St. Anthony’s celebrates after defeating Holy Trinity in Game 2 of the CHSAA...

St. Anthony’s celebrates after defeating Holy Trinity in Game 2 of the CHSAA baseball finals at Mitchel Athletic Complex on Sunday. Credit: Howard Simmons

After losing its second straight game to St. Dominic on April 10, the St. Anthony’s baseball coaches and captains held a pointed – yet necessary – two-hour team meeting.

“We started seeing that [coach Paul Parsolano] started losing a little bit of hope in us and maybe was going to start looking into building a new team for next year,” sophomore first baseman CJ Alfano said. “... We didn’t want that to happen because we knew the team that we were and we wanted to win.”

“It was kind of just like, we have to play better,” junior righthanded pitcher Lucas Miller recalled. “At that point, we were averaging three, four hits a game, and it was just like, we gotta turn this around. It’s now or never.”

The Friars’ response was resounding. St. Anthony’s won 17 of its next 21 games, and the third-seeded Friars swept reigning state champion and No. 4 Holy Trinity in the best-of-three NSCHSAA finals on Sunday at Mitchel Field, 6-3 and 4-3 (nine innings), to win their first title in 24 years and fifth in program history.

“The last one we got was in 2000, and that was when I was the assistant to John Newman, whose initials we’re actually wearing on our hat this year because Johnny passed over the [offseason],” said Parsolano, the Friars head coach since 2019 and an assistant from 1997-2007.

“For us to win this championship with his initials on the side of our hat this year, when the last one we won was when he was the head coach, it just makes it a full-circle lifetime situation. It really is literally a picture-perfect ending.”

Newman passed away at 67 on July 12, 2023, after a short battle with pancreatic cancer. Parsolano called the beginning of their time together “the golden era of the Catholic league,” and he was thinking about him a lot Sunday night as the Friars snapped the title drought.

Alfano was named championship series MVP, going 3-for-4 with four RBIs and a two-run homer in Game 1 and scoring a run in Game 2.

“Honestly, there are no words,” Alfano said. “Being so young, it’s really indescribable because I never thought it would happen. But it was definitely driven by a bunch of guys in the dugout, and most of them deserve it more than I do.”

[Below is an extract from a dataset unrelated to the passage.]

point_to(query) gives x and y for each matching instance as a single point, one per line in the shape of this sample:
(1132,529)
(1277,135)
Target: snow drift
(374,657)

In Game 2, Miller got the start. Miller, who pitched zero league innings all season, had a ganglion cyst removed from his shoulder in spring 2023 and had surgery in November to repair a torn labrum. He got the call Sunday and allowed just two hits and two earned runs in 4 ⅓ innings.

“It felt great that they had confidence in me to go out there and do my job, especially after not throwing for most of the season,” Miller said. “I felt like the whole team was behind me, just supporting me, and I had a little fan club throwing my bullpen.”

St. Anthony’s trailed 2-0 with two outs in the sixth inning of Game 2, but Phil Mazzola had an RBI fielder’s choice and Alex Bono hit an RBI single to even things. The game ultimately went to extras, and the teams traded runs in the eighth: St. Anthony’s scored on an E6 and Jalen Josey hit an RBI single for Holy Trinity.

Anthony Carlo finally scored the winning run on a ninth-inning passed ball, and Joe Pritchard shut the door with a one-inning save. Michael Carr came in from third base to make the final out with what Parsolano called a “Willie Mays-style” basket catch.

St. Anthony’s will play Archbishop Molloy in the CHSAA ‘AA’ state semifinal at Fordham on June 7.

“We’re like a family,” Alfano said. “There’s nothing that’s gonna stop us from winning that state championship.”